Department of Film & Theatre
Chair, SJSU Academic Senate (2021-2022)
By appointment only
- Ph.D., Department of Film & Media Studies, UCLA
- M.A., Department of English, University of California, Santa Barbara
- B.A., Department of English, University of California, Santa Barbara
Alison L. McKee is a Professor in the Radio-Television Film program at San José State University. She specializes in American film history, theory, and criticism. Professor McKee earned a B.A. and M.A in English from the University of California, Santa Barbara and went on to get a Ph.D. in film and media studies at UCLA, focusing particularly on film history, narrative, and gender issues in classical American cinema. She presents regularly at national and international conferences and is frequently invited to speak in the U.S. and abroad on her areas of expertise. She also writes and publishes romance under a pen name.

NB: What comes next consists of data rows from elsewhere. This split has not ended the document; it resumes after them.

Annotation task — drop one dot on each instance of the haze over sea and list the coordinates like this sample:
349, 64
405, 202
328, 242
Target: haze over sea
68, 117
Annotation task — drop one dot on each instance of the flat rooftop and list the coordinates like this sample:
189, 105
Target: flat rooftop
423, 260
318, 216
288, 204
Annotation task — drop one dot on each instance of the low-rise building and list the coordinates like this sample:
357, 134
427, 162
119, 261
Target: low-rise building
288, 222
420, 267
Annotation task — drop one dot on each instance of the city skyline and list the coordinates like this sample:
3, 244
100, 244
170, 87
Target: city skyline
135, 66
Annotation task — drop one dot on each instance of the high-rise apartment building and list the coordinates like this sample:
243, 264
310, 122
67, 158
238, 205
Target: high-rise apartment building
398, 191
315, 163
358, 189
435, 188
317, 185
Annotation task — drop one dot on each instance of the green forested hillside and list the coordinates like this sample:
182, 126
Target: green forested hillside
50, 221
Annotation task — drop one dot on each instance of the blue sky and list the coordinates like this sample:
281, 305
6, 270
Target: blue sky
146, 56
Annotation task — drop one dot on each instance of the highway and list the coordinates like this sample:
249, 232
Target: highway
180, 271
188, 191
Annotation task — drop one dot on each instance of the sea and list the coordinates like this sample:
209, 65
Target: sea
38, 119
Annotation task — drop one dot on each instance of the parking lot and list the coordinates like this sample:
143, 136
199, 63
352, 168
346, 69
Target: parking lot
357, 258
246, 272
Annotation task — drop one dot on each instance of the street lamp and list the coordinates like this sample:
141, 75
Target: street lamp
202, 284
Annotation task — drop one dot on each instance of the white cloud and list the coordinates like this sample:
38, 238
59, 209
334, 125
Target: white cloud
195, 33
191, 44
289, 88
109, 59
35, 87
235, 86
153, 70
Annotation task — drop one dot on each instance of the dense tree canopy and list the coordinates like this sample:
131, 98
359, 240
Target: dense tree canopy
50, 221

McKee's work has appeared in numerous journals and books. Among them are "To Have and to Hold: The Possessive Spectator, the Spinster Narrative, and Katharine Hepburn in David Lean's Summertime (1955)," Journal of Film and Video, 73:2, Summer 2021, “The Price of Salt, Carol, and Queer Narrative Desire(s)” in Patricia Highsmith, Film, and Adaptation (eds. Wieland Schwanebeck and Douglas McFarland, Macmillan 2018), The Woman's Film of the 1940s: Gender, Narrative, and History (Routledge, 2014), “’Think of Me Fondly’: Voice, Body, Affect, and Performance in Prince/Lloyd Webber’s The Phantom of the Opera,” Studies in Musical Theatre 7:3 2014, and a chapter in New Zealand Cinema: Interpreting the Past (eds. Alistair Fox, Barry Keith Grant, Hilary Radner, Intellect UK/The Chicago of University Press, 2011). McKee is a SJSU Salzburg Fellow (2009-1010) and the recipient of several grants and awards for her writing and work within film, theatre, and literary studies.
Professor McKee is currently at work on Of an (Un)Certain Age: Women without Men in 1950s American Cinema. During a decade which is often thought to embody a period of social homogeneity, the figure of the cinematic spinster (broadly defined) embodies a range of very real contradictions that characterize this frequently misunderstood period and draws attention to the many social, political, racial, and economic tensions beneath the surface of a gendered, racialized status quo.
In addition to teaching in the RTVF program, Professor McKee is a faculty advisor for SJSU's award-winning college radio station: 90.5 KSJS-FM. She has also taught and mentored graduate students in Theatre Arts and served as an Associate Director of the School of Music & Dance/RTVF-Theatre Arts/Animation & Illustration (2011-2012).